Babylon Health, a digital primary care provider, has launched personalized programs for high-risk members living with chronic conditions.
The chronic conditions targeted include diabetes, hypertension, anxiety, depression, low back pain and prenatal care. The care pathways were developed by Babylon’s technologists and primary care teams. Multidisciplinary care teams will support members as they manage their chronic conditions with these programs.
Babylon’s prenatal care program, for instance, will engage pregnant women with regular virtual touch points and digital tools weekly to assist with prevention and care, including education and mental health screenings, company executives said.
“It’s so important that we offer a service to women who are pregnant or shortly after birth and engage with these women,” Kimya Tarr, senior digital health manager at Babylon, said in a press release. “If we are able to break down barriers to care and help the mother get the care she needs, it's more likely the baby will be healthy, and we will have reduced the cost for the mother and the newborn.”
Babylon operates an integrated primary care model that leverages remote patient monitoring to intervene and treat sooner. The goal with the latest digital programs is not to develop algorithms that can treat complex conditions on their own, Chief Medical Officer Darshak Sanghavi, M.D., told Fierce Healthcare. Instead, the programs help automate the bulk of care that is formulaic—like medication adherence, health education and monitoring symptoms.
The programs will be offered all in one interface, so if a patient has more than one condition, they won’t need separate apps to manage them, Sanghavi said. The programs will be available to the company’s Babylon 360 customers in value-based care arrangements. This will help align incentives to drive down the cost of care. The goal is to drive down the rate of acute events and associated hospitalizations, executives said.
Digitizing helps execute care journeys more efficiently as the company continues to scale, Sanghavi noted. Babylon will be tracking engagement rates and other metrics to measure the programs’ success. Care navigators and clinicians will remain involved with patients: “If they’re not engaging and they’re not taking their medicine, that triggers the follow-ups,” Sanghavi said.

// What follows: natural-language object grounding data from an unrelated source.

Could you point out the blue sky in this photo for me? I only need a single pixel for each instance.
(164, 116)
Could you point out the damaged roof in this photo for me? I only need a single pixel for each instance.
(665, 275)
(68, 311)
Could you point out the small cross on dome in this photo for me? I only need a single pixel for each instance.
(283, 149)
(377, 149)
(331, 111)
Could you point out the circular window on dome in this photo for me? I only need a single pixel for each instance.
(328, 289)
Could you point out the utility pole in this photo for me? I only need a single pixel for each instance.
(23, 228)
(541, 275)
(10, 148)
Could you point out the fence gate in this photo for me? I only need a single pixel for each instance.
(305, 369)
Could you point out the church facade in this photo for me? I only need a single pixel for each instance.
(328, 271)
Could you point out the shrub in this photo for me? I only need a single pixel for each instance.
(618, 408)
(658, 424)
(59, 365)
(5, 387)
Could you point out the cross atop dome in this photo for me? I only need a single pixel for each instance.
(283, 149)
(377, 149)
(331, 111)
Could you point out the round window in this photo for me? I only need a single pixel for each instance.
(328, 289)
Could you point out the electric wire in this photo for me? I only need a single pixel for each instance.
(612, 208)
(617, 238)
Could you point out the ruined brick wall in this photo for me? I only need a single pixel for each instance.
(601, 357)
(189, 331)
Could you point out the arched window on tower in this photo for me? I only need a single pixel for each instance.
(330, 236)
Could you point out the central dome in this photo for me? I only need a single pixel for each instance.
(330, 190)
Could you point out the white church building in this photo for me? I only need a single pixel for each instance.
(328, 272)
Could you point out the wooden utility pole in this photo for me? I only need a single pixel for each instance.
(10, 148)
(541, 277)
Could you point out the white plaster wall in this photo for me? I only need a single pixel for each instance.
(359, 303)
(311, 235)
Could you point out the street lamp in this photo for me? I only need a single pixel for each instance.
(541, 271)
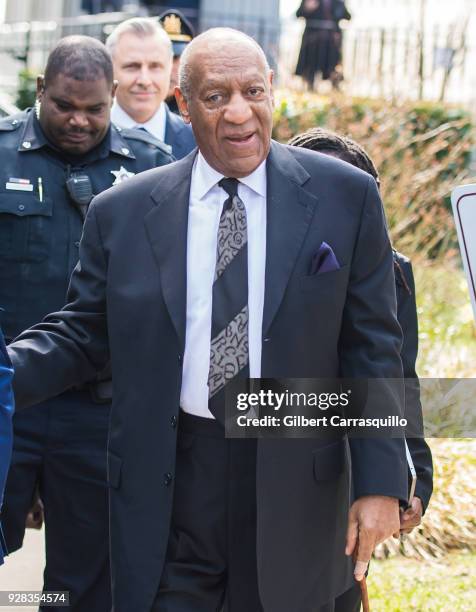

Babylon has grown rapidly. But as its revenue has expanded, so have its losses. After going public in 2021 via a blank-check company, the company announced a reverse share split last fall intended to boost the company’s stock price so it wouldn’t be delisted.
Additional programs for postnatal care, atherosclerotic cardiovascular disease prevention and others are planned for the future. Babylon is also considering programs for acute conditions, according to Sanghavi, such as helping parents understand how to take care of a child’s ear infection after a visit.